Por: Sergio Dahbar
La semana que se acaba Orson Welles hubiera cumplido cien años. El 6 de mayo para ser más exactos. Murió treinta años atrás (1985), pero su figura crece con el tiempo, quizás no en popularidad, pero sí en el ámbito del arte cinematográfico.
Hizo estallar el cine en mil pedazos en 1941, cuando apenas cumplía 25 años, no había pisado jamás un set de filmación y se atrevió a hacer una película (El ciudadano) que revolucionó el arte que lo contenía.
Hay datos en la biografía de Welles que sorprenden porque se parecen demasiado a los de un personaje de película. Nació en 1915, hijo de un inventor y una pianista culta. Fue prodigio como tantos talentos musicales de la historia.
Podía ser actor, dibujante y narrador casual desde que empezó a hablar. Una curiosidad innata lo llevaba a responderse preguntas sofisticadas, pero además era arrogante y el exhibicionismo era una característica que sorprendía y que sus familiares supieron fomentar.
Como tantos niños prodigios, no había aprendido a sumar y restar, pero a los ocho años escribió un primer ensayo sobre la Historia Universal del Drama. Quienes lo conocían, incentivaban sus conversaciones de salón, la lectura de sus primeros escritos y su talento para la magia.

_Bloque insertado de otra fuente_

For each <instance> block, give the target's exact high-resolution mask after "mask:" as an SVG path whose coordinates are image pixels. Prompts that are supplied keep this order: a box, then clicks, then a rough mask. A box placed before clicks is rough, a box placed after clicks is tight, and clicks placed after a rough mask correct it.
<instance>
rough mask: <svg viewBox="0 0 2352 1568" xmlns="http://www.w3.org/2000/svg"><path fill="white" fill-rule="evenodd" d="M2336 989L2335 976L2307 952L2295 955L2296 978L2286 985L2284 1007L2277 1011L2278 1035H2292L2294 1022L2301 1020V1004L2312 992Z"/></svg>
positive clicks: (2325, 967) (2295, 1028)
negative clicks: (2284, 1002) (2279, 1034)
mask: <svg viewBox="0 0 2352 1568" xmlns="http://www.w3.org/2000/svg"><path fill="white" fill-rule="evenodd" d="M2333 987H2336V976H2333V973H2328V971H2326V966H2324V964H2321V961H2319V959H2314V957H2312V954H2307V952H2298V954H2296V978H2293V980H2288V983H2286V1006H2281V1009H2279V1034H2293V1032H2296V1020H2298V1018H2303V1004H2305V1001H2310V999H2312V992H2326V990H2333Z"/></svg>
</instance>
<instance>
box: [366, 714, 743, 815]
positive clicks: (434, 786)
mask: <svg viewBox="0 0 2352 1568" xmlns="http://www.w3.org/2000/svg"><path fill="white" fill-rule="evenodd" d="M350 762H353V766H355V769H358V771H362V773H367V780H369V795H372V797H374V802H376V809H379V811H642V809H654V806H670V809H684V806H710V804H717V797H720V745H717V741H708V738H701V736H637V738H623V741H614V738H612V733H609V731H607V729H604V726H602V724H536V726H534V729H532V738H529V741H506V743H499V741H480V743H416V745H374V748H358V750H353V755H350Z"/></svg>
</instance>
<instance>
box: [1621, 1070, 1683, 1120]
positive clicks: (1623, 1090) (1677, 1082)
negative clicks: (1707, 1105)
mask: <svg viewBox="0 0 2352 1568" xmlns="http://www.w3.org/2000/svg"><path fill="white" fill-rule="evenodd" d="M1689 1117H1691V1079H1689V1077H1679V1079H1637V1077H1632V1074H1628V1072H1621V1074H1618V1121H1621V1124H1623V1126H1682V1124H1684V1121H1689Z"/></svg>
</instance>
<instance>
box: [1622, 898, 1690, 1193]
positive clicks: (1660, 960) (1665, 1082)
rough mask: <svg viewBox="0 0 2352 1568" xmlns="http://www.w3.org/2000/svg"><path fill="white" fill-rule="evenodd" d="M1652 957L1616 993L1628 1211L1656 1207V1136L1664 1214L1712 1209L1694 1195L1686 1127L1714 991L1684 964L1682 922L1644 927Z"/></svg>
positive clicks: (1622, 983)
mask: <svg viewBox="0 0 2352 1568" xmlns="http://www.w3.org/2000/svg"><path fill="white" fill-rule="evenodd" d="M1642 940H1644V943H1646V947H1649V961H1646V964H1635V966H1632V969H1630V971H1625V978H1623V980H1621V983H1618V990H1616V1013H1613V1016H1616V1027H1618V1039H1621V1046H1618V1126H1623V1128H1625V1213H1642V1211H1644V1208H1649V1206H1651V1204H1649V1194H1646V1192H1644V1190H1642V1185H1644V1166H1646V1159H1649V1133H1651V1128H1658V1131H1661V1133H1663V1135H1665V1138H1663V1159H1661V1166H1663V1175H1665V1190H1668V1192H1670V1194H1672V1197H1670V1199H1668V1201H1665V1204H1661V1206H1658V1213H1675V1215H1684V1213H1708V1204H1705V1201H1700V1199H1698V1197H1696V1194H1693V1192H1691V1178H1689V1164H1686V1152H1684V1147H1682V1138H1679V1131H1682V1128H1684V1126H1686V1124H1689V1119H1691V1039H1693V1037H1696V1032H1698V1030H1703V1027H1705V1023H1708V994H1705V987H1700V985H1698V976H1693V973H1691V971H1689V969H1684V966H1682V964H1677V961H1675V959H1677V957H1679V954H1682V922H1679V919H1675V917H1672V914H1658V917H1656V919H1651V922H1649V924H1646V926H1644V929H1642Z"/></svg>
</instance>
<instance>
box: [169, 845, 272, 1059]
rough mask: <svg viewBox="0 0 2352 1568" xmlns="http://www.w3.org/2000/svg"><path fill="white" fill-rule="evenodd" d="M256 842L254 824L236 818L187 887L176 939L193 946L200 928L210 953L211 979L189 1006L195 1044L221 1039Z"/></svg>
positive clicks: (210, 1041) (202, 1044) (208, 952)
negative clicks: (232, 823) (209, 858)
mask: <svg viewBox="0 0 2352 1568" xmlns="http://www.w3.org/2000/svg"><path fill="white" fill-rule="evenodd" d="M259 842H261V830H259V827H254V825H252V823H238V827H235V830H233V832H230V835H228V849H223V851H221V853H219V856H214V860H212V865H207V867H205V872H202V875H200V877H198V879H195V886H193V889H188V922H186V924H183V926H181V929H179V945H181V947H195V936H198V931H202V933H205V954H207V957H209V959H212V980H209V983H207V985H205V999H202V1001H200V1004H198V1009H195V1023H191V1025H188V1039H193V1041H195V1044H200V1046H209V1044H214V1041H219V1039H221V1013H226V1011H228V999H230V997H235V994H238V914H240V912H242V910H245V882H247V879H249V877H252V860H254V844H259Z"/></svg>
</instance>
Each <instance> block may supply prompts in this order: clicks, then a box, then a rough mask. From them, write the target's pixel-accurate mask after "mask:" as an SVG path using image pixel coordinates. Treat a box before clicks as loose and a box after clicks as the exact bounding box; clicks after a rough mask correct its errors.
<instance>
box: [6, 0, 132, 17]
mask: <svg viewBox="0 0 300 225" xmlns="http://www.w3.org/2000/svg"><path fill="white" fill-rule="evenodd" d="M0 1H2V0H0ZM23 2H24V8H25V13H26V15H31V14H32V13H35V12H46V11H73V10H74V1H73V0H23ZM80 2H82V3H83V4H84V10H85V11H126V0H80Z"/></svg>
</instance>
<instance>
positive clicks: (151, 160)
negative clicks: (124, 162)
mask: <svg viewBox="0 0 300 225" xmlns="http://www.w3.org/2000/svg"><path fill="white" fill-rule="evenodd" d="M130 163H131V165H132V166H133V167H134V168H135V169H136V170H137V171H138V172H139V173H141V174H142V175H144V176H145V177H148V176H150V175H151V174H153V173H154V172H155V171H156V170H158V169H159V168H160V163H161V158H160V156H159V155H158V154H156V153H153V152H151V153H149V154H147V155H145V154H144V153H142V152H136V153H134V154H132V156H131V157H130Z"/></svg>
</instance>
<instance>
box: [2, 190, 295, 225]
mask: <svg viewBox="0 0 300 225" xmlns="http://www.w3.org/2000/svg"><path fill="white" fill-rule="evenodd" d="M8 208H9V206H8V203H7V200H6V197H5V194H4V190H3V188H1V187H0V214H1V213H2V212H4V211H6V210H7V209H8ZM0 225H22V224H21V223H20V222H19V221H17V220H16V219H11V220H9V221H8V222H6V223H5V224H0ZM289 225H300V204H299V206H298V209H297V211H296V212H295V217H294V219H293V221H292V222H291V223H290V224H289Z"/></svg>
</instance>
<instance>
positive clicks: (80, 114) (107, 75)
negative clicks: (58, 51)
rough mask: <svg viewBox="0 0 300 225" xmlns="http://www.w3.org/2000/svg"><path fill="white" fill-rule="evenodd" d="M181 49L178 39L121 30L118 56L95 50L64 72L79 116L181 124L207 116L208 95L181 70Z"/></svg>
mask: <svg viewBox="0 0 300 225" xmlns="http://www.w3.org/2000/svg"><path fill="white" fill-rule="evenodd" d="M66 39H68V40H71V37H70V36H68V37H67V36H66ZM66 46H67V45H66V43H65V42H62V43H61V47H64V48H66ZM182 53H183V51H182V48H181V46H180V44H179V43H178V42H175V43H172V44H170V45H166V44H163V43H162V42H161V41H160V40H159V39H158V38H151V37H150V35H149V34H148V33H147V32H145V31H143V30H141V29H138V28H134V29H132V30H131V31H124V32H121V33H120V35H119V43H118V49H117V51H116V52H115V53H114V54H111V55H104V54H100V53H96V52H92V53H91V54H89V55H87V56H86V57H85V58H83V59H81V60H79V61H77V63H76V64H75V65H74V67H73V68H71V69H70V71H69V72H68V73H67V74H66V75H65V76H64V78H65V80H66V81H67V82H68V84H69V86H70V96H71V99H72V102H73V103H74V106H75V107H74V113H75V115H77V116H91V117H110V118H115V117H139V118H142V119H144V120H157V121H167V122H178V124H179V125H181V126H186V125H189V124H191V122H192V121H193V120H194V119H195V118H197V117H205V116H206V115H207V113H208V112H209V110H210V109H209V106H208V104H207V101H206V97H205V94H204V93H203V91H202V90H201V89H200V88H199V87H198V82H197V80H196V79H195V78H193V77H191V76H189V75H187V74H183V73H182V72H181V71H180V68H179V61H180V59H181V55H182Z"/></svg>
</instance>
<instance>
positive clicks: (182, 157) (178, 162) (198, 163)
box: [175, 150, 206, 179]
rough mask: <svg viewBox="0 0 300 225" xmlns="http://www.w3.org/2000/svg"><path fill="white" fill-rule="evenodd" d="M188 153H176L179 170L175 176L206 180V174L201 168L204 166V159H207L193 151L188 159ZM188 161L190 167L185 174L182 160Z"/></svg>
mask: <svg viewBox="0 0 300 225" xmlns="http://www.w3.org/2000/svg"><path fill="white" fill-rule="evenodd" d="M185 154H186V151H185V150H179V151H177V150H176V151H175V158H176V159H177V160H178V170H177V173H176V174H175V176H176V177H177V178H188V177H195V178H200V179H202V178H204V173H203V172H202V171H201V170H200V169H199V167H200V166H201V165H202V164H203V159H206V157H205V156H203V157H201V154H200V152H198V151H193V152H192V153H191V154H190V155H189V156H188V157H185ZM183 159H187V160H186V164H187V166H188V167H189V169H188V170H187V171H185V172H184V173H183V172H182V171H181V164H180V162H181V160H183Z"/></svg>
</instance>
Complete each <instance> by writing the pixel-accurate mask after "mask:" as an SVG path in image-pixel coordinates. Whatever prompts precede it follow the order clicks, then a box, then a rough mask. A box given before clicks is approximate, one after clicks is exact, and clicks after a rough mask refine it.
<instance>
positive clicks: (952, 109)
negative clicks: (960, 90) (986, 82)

Del río caudaloso de su biografía quiero escoger un dato que siempre me ha llamado la atención. Por diferentes vías de conocimiento, el magnate de la prensa William Randolph Hearst sabía en 1940 que Orson Welles y el estudio RKO filmaban una película sobre un propietario de diarios sensacionalistas, y que ese empresario se le parecía.
Por su manía de grandeza, por su inconmensurable poder, y por intentar convertir a su amante en una artista célebre. Hearst había financiado por años la carrera cinematográfica de Marion Davis, para quien creó el sello Cosmopolitan. En El ciudadano, Kane financia la carrera de su amante y luego esposa, Susan. Demasiadas coincidencias apuntaban hacia un sólo potentado.
Se ha documentado ampliamente cómo la cadena de periódicos de Hearst silenció a Welles, al guionista Mankiewicz, y a la empresa productora RKO. El Radio City Music Hall anunció el estreno para el 14 de febrero de 1941, para luego cancelar ese compromiso sin explicación.
Los circuitos comerciales se negaron a exhibirla. Y el productor Louis B. Mayer intentó comprar los negativos por 842 mil dólares. Lo que había que sopesar seriamente, porque el film había costado 686.033 dólares.
La oferta, para suerte de aquellos que hacen listas de las mejores películas de todos los tiempos, fue rechazada por el protector de Welles, George Schaefer. Este fue el hombre que arriesgo su pellejo y su cargo para en 1941 la película no fuera vendida ni quemada, sino exhibida.
William Randolph Hearst y Orson Welles se encontraron una sola vez en un ascensor del Fairmont Hotel de San Francisco, la misma noche en que El ciudadano se estrenaba en esa ciudad. Hearst y el padre de Welles eran amigos, así que el director de cine se le presentó. Y le preguntó si no quería asistir al estreno de su primera película. Era una osadía, pero podía esperarse perfectamente de la irreverencia de Welles.
El magnate no respondió. Entonces Welles dijo: “Charles Foster Kane habría aceptado…”. Tampoco se escuchó respuesta dentro del ascensor. Pero era verdad. Porque Kane era Kane, el mismo que terminó la crónica de Jed Leland contra una mala cantante de ópera, aunque eso significara la ruptura de una amistad de vida. Algo para lo que Hearst no tenía agallas. Con dinero y poder resulta fácil censurar y acosar, pero muy difícil mirar a la gente de frente.